# Data Exploration in Python
### Your name:

Now that you have some basic understanding of how to code in Python, we will now make use of a powerful package in Python called "pandas" to assist us in working with data!

Imagine you are an analyst for Bluebike. Given the growing popularity of Bluebikes as a means for commute and leisure, the city is considering building new stations and/or improving services that move bikes from popular "end stations" to help fill docks at popular "start stations". 

To help them decide where they should put a new dock or where they should improve services, the city wants you to **help them better understand the current state of Bluebike utilization**. Take a moment to think about what questions you might want the answers to in order to chip away at this request. 

YX: If I need to make sure that the right bike docks are filled at the right time, I want some understanding of how the bikes have previously been used to inform my decision of what I think the city should do. 

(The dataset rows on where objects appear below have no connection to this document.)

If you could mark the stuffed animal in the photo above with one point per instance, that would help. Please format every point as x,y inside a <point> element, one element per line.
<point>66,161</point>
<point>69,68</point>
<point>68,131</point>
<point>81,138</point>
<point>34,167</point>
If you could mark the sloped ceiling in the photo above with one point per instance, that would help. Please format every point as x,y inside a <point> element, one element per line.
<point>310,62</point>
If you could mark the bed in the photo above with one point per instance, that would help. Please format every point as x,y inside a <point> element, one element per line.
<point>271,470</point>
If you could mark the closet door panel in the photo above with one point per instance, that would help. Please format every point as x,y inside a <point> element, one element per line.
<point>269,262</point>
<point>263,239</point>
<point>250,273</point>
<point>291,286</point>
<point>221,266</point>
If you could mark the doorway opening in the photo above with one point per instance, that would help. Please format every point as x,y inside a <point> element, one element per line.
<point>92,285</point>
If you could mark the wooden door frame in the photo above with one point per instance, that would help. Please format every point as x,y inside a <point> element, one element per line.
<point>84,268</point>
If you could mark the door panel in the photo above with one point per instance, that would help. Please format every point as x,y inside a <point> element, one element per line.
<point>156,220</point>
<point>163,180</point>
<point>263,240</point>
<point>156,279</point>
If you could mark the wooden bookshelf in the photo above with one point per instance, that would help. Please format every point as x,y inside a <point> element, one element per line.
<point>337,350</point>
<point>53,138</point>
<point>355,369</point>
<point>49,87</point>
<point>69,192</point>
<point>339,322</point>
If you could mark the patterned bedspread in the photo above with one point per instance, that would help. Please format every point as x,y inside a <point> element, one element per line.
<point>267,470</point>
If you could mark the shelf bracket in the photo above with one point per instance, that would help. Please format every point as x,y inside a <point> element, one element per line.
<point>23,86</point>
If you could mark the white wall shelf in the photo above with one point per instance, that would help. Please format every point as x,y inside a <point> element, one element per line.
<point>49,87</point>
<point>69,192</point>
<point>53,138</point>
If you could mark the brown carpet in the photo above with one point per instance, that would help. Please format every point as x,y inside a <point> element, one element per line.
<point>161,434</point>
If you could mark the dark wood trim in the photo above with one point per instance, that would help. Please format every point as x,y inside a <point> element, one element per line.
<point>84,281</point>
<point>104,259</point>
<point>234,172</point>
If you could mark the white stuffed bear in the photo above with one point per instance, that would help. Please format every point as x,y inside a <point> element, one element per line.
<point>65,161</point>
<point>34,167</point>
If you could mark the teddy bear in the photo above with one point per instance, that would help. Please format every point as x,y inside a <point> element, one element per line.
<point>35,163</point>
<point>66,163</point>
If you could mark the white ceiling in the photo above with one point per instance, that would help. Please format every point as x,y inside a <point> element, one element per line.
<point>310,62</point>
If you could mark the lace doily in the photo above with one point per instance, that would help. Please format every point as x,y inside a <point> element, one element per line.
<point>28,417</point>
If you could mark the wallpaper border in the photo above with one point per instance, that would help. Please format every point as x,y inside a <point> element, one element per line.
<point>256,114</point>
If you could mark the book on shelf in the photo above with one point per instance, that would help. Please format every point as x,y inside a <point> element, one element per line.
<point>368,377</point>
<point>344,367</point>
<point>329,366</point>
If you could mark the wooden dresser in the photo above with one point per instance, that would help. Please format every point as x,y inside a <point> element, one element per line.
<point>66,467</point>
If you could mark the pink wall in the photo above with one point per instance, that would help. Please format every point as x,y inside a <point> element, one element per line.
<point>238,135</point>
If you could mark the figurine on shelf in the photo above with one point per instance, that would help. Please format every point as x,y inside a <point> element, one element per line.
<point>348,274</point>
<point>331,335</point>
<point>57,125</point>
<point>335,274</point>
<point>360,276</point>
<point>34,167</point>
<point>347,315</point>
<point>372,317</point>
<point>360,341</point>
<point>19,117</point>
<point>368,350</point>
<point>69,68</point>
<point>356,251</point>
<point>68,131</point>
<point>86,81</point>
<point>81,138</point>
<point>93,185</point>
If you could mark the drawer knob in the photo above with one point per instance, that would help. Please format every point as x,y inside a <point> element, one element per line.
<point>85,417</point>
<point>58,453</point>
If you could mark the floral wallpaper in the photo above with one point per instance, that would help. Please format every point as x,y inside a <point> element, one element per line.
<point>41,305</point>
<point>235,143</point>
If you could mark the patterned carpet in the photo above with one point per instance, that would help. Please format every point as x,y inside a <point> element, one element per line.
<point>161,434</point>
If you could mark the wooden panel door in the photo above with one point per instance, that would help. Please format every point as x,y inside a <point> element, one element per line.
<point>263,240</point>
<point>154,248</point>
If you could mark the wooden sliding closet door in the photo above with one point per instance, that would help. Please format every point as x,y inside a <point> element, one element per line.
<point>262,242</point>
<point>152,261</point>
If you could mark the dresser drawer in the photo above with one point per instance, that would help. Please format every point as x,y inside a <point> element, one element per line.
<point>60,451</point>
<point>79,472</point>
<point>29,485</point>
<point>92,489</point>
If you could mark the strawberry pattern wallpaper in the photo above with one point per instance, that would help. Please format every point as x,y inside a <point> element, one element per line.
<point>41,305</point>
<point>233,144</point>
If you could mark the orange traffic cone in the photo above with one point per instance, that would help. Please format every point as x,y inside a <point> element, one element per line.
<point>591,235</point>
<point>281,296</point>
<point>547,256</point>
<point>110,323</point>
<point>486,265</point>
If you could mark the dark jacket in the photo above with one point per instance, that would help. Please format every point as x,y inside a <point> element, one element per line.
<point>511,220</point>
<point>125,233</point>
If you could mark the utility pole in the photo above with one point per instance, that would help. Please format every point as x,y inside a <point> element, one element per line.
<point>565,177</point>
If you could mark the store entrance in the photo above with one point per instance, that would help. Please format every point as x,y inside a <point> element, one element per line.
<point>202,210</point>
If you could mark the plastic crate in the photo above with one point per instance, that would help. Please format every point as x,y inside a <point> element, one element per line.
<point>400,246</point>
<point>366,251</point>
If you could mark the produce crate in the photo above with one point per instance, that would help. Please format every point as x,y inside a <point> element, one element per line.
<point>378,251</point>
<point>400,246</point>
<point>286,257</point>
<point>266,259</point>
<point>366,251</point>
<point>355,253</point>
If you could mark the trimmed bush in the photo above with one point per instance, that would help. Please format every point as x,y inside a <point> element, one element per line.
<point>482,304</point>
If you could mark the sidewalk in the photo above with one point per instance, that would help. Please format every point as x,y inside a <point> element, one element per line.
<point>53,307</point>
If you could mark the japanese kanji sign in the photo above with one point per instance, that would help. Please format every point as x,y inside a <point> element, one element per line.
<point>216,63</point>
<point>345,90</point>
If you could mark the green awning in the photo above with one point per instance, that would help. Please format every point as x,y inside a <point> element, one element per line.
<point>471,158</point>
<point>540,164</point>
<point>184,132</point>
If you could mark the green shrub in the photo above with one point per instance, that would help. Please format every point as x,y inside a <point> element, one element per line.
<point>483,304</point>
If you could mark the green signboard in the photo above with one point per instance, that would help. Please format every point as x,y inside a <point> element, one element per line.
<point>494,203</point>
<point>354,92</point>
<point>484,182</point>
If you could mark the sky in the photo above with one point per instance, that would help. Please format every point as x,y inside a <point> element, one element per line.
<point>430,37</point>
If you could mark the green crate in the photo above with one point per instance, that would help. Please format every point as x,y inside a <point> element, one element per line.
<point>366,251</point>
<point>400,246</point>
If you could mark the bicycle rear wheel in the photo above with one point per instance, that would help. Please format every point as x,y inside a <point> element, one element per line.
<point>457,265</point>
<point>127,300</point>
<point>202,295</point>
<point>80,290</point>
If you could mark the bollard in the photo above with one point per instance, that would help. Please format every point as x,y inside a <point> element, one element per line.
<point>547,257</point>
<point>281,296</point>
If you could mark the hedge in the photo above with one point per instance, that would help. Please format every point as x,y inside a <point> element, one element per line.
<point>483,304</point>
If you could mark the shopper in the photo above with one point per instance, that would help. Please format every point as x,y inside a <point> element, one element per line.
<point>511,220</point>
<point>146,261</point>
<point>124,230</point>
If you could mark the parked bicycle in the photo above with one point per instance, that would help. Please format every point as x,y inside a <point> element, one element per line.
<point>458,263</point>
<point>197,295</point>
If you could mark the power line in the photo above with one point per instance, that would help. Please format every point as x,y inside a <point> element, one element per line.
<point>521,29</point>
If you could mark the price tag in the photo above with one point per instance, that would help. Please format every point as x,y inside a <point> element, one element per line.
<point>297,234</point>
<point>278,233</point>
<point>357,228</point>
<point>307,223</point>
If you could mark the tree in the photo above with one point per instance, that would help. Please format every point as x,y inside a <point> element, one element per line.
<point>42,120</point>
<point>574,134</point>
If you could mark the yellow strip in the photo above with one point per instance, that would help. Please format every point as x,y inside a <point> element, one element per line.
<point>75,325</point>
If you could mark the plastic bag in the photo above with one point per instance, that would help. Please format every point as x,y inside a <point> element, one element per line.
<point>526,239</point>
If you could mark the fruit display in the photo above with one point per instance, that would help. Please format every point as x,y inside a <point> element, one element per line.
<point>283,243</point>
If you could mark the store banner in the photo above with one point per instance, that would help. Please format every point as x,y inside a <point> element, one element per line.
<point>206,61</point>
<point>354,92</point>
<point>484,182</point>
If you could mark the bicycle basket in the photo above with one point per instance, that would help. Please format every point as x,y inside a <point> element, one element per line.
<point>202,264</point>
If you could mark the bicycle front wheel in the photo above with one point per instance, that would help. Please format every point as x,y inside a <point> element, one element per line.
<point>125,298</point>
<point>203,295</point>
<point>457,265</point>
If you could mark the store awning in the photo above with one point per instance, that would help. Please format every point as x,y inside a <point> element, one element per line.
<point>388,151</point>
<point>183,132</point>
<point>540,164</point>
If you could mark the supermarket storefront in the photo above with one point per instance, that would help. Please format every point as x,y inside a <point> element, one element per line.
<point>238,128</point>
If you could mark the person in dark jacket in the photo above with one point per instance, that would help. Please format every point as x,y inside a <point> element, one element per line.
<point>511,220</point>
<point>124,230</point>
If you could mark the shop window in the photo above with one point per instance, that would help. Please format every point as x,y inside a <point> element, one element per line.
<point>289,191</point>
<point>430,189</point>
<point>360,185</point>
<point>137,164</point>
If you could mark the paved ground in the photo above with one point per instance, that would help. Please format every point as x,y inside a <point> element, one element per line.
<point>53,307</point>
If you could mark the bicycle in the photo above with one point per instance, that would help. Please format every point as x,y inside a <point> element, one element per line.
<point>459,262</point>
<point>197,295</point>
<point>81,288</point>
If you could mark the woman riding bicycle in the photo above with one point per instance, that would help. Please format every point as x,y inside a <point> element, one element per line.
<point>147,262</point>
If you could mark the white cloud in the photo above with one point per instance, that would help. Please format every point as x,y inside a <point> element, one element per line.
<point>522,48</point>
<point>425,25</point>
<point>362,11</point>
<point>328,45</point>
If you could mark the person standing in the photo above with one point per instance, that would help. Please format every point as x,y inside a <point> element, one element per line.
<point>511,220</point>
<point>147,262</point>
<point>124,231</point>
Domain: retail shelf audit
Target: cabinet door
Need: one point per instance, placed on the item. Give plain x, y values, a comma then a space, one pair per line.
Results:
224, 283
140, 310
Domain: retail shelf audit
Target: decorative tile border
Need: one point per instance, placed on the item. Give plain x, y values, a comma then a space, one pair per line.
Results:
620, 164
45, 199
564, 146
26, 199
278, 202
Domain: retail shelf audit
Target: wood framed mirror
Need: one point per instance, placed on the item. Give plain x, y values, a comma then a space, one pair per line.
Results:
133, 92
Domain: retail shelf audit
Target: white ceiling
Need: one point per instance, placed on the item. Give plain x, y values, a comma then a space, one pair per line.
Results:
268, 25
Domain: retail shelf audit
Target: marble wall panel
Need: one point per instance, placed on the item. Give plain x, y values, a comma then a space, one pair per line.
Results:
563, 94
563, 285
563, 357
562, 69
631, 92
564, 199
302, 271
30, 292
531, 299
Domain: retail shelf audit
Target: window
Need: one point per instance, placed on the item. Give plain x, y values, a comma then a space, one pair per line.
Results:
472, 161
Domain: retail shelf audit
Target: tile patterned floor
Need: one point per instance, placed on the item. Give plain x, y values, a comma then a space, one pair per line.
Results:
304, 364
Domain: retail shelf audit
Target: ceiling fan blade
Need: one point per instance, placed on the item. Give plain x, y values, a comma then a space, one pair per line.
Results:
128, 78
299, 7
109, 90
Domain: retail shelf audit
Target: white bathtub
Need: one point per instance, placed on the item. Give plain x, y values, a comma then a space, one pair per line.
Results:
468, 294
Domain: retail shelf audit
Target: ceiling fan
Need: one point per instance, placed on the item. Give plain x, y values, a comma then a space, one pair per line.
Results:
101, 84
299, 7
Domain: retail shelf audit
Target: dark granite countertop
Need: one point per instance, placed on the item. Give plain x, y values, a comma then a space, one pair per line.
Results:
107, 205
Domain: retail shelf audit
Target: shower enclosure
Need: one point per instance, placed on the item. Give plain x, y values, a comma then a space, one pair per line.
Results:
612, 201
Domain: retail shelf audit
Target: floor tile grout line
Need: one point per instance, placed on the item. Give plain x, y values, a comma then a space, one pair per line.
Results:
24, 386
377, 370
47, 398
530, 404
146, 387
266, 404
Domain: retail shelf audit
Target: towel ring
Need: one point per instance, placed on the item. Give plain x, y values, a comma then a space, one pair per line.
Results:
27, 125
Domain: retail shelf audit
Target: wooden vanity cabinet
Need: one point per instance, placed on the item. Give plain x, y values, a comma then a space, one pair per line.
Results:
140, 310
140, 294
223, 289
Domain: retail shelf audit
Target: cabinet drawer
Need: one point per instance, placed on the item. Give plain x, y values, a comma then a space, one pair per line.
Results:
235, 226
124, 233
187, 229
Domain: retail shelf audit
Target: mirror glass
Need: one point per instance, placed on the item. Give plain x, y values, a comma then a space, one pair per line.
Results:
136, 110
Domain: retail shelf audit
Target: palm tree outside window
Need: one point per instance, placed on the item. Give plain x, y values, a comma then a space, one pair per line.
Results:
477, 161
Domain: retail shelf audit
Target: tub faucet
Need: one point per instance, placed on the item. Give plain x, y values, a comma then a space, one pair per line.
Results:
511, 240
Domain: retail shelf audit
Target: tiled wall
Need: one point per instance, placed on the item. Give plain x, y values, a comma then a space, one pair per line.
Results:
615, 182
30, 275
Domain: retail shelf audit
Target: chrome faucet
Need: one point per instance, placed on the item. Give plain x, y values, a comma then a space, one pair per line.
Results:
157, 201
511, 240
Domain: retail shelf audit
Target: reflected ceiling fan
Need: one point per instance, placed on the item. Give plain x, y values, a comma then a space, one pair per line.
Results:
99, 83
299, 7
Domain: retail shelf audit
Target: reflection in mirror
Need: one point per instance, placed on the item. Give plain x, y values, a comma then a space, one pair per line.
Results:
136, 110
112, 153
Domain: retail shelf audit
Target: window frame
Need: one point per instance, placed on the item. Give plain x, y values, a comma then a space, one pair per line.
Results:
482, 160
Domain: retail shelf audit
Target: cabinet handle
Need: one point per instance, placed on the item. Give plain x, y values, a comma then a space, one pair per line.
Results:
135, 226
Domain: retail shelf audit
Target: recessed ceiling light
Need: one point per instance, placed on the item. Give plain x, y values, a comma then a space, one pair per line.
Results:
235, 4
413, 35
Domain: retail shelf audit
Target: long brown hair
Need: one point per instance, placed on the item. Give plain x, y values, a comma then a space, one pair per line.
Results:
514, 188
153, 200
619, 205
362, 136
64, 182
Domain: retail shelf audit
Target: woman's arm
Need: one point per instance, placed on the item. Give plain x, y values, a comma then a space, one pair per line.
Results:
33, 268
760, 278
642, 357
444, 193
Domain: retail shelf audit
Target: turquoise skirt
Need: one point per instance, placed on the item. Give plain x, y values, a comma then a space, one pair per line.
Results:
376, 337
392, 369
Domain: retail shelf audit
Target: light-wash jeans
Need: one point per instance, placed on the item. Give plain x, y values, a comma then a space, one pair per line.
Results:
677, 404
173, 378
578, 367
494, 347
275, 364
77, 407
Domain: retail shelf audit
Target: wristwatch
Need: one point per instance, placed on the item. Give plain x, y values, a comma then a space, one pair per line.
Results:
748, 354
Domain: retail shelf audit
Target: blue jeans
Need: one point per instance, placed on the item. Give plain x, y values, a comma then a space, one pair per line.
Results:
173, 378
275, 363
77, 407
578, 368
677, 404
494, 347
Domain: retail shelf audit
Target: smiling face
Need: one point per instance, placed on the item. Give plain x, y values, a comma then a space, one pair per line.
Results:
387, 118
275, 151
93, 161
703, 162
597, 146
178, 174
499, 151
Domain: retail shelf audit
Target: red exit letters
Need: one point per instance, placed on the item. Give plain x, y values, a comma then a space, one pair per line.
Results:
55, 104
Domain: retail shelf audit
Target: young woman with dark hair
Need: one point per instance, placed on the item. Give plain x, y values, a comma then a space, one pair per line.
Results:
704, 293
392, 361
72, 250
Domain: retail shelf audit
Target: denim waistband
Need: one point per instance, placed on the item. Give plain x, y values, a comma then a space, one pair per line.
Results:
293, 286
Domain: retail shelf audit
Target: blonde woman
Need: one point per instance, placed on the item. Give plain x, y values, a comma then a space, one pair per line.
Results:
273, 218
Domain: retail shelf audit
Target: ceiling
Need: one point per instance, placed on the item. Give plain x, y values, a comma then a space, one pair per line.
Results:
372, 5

This is a great example of when data can be helpful -- if I have past information about Bluebike rides, I can try to identify and summarize patterns and trends in bike utilization. 

I may want to think about: 
* When are the bikes being used -- time-wise? date-wise? 
* Where are they being used -- which stations are being docked at, from which stations are bikes being taken from? How frequently? 
* How long is a typical bike ride? Is the duration highly variable (i.e. wide range of times)? 
* Are there other *patterns* underlying the questions I asked above, i.e. other drivers of bike utilization, like weather conditions, holidays, acute events? 

As always, we start by loading in libraries that we plan to use in our coding session.

In [128]:
## Import helpful libraries for EDA
import pandas as pd
import numpy as np

Now, let's load in our data into the data frame. Both of our datasets are comma-separated (i.e. .csv files). Thanks to pandas, this is pretty easy! 

In [None]:
data = pd.read_csv("/Users/yungexiao/Desktop/Python Workshop 2026/btc_pic_workshop_2026/data/202511-ride-data-day1.csv").iloc[:, 1:] # load in our dataset as a data frame object, drop first column (auto-id column) 

# pd.read_excel is also commonly used when your dataset of interest is and .xlsx file


Now let's get to know our data. 
* Quick look at the first couple of observations. 
* Summary of columns 
* Some important things we might want to know are how many rows and columns (i.e. observations and variables) it contains, and more importantly, what they represent. Remember that this dataset is at the ride-level. 

In [151]:
# quick first look 
data[0:4] # first 5 observations

# how many rows? columns? 
n_rows = data.shape[0] # numbers of rows
n_columns = data.shape[1] # number of columns

column_names = data.columns # names of data columns (variables)
# print(data.dtypes) # column data types 
# print( round(data.describe() , 2) ) # basic descriptive stats summary of each integer or float column (variable), rounded to 2 

# "f" in print allows us to reference objects in our string statement
print(f"Our dataset has {n_rows} rows, representing a unique bluebike rides in November 2025. There are {n_columns} columns, detailing some information about each ride. They are titled: {column_names}.") # print a statement 

Our dataset has 322998 rows, representing a unique bluebike rides in November 2025. There are 19 columns, detailing some information about each ride. They are titled: Index(['ride_id', 'rideable_type', 'member_casual', 'start_station_name',
       'end_station_name', 'start_municipality', 'end_municipality',
       'start_tot_docks', 'end_tot_docks', 'start_dt', 'end_dt', 'start_date',
       'end_date', 'start_day', 'end_day', 'start_hour', 'end_hour',
       'start_dow', 'end_dow'],
      dtype='object').


In [None]:
# bonus: confirm that the number of rides corresponds to the number of unique ride_id

print( data.ride_id.nunique() == n_rows ) # will return a logical response
print( data['ride_id'].nunique() == n_rows) # another way to extract column from dataset -- index notation

True
True


What if I wanted to know how many unique bluebike stations are in our dataset? 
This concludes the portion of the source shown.